I find it disgusting. Is have Miranda rights nice - sure - but let the Congress do that - making Law is their job. I despise it when judges try to "fix" things - their job is simply to judge the current law - not create the law. Even if Miranda rights are a good idea - it's not the courts job to create - but simply to judge.

Now, why all this here on a theological blog? There are many people who cringe when they hear certain folks talk about the Congregation's right or the Individual's right to "judge" doctrine. And why? Because just as there are activists judges who forget what judging is to be - there are Christians and Congregations who used this language to justify anything they do - they are just exercising their right to judge doctrine.

Judging has nothing to do with whether or not you "like" something in doctrine and want it taught. Frankly, I hate the idea of hell - I know people probably headed that way and I dislike it - but I am bound to preach and teach it - because it is what Scripture teaches. I must go by what Scripture teaches. This is also what every Christian and every Congregation must do - go by what Scripture says. To judge doctrine doesn't mean to give an opinion on whether or not people like a doctrine, rather, to judge doctrine describes the idea that a Christian or Congregation is to search the Scriptures and to test the Spirits, as it were - on any theological idea - show it from Scripture.

This is vital - and we ought not let the abuse of an idea sour us on the right and proper use of an idea. In this country, do activist judges annoy me? Yes. Does that mean we should get rid of all judges? No, we need them. Likewise - do some people or groups misuse the language of the "right to judge doctrine" in a way that is horrid?
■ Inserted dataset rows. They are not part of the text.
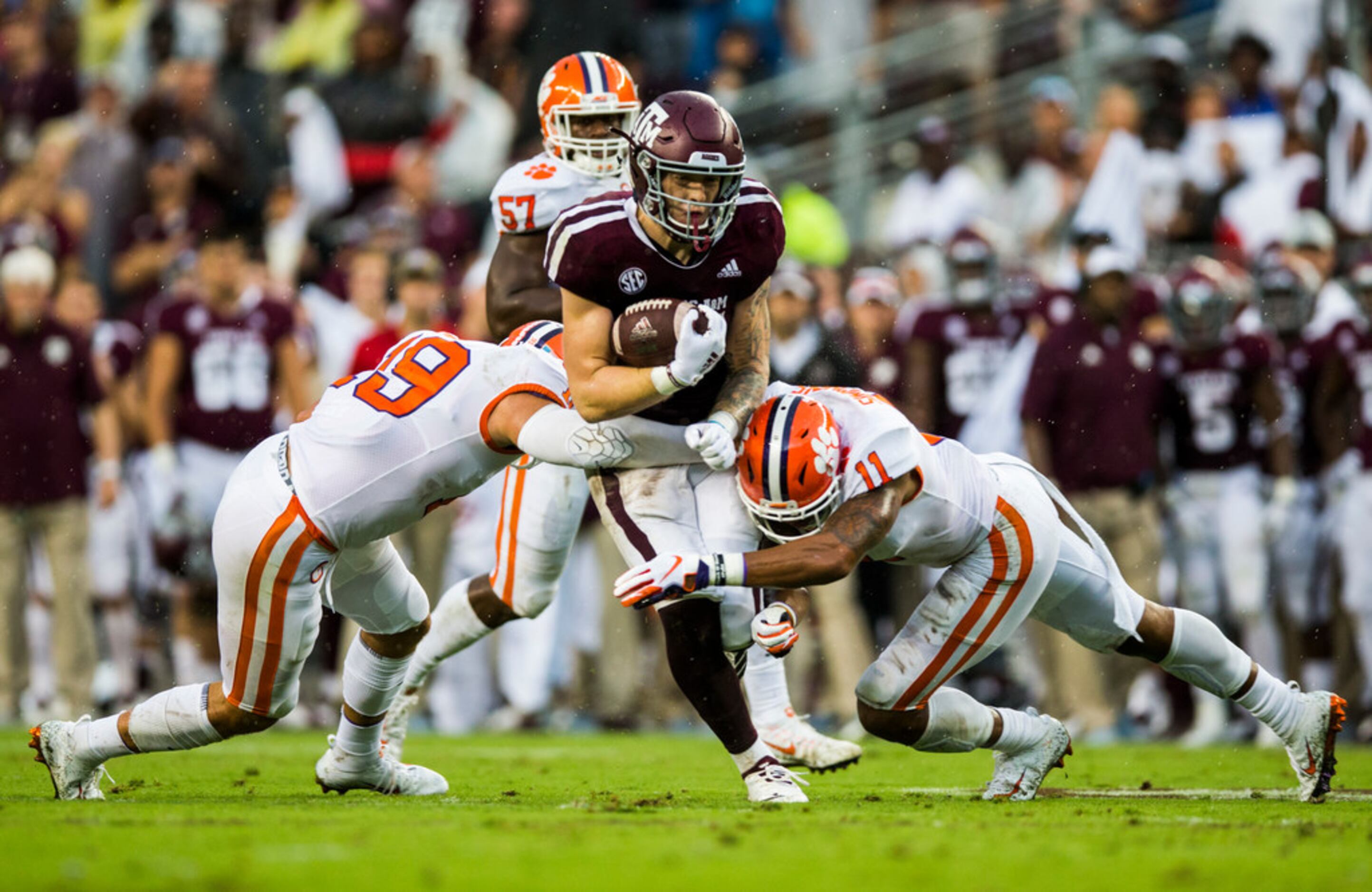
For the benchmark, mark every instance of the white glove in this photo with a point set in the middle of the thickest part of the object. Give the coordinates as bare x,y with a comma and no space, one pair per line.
597,446
715,439
774,629
663,577
1278,512
696,352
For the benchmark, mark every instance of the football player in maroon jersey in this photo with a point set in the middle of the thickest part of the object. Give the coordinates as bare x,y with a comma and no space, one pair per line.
692,228
216,360
957,350
1218,384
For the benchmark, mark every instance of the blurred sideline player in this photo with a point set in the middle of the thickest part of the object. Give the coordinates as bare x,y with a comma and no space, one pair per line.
1287,288
214,360
581,99
1348,387
1219,386
957,351
675,235
307,518
839,474
118,555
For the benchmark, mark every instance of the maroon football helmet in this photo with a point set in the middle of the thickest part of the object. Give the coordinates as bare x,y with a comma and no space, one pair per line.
689,133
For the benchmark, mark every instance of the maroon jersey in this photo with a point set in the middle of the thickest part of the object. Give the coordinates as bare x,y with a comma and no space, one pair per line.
47,379
599,251
1097,391
1353,347
969,351
228,363
1209,399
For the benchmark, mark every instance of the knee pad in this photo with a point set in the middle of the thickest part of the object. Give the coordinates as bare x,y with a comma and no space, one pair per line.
1202,657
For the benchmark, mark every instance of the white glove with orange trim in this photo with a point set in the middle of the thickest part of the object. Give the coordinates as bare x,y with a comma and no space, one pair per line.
674,576
774,629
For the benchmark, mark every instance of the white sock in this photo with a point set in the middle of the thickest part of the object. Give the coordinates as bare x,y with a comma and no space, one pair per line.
765,682
453,626
958,722
748,758
1018,731
371,682
99,740
121,631
1272,703
358,740
175,720
38,626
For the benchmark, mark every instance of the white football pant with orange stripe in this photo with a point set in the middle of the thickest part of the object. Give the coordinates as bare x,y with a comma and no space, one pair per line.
1031,565
273,569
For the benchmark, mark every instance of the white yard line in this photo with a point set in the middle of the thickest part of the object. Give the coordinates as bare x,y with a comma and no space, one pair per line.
1338,795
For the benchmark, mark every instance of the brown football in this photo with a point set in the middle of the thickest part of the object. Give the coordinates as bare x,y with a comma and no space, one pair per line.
645,333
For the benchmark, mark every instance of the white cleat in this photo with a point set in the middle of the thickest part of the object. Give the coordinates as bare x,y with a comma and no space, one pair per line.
1311,747
1018,775
55,746
341,772
397,722
769,780
795,742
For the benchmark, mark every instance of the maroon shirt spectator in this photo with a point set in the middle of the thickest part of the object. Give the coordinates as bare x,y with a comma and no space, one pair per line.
228,363
32,91
873,306
1094,392
964,351
1210,402
158,239
47,372
409,216
600,253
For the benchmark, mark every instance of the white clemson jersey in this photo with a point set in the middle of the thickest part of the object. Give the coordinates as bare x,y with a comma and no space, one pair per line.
386,447
530,195
954,510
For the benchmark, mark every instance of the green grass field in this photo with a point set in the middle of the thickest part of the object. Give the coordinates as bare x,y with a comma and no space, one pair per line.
637,812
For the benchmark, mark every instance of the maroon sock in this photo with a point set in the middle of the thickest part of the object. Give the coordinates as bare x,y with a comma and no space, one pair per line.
703,672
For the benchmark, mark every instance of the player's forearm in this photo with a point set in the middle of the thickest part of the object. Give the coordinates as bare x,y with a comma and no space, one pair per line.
562,436
614,392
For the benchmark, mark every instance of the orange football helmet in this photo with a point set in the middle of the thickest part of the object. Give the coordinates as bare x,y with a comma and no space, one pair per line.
789,468
579,85
544,335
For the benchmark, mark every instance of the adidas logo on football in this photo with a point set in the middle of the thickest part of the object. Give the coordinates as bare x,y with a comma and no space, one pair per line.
643,331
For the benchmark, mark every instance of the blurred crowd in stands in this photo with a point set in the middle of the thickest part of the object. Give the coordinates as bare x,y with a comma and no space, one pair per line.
319,172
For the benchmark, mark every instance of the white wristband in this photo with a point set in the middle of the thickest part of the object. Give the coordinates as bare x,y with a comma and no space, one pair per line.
664,381
726,421
728,569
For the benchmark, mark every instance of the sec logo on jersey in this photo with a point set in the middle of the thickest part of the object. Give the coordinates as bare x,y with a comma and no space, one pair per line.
633,280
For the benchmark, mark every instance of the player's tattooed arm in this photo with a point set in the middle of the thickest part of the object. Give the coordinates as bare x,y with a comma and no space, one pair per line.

Yes. Does that mean we should get rid of it - no.

Rather - we need to teach as Pastors (you know, those who are Pastor and Teachers) - and constantly point to Scripture. What does the Word say, what does the Word say - behold our constant refrain. Indeed, we need to avoid the idea of "this is what I say" but emphasize this - "Behold what the Word says - and we are bound to this, and we abandon it only at the risk of eternal damnation." Don't lament that people abuse the "right to judge doctrine" - teach them what it actually is - and as a result the importance of the clear statements of Scripture.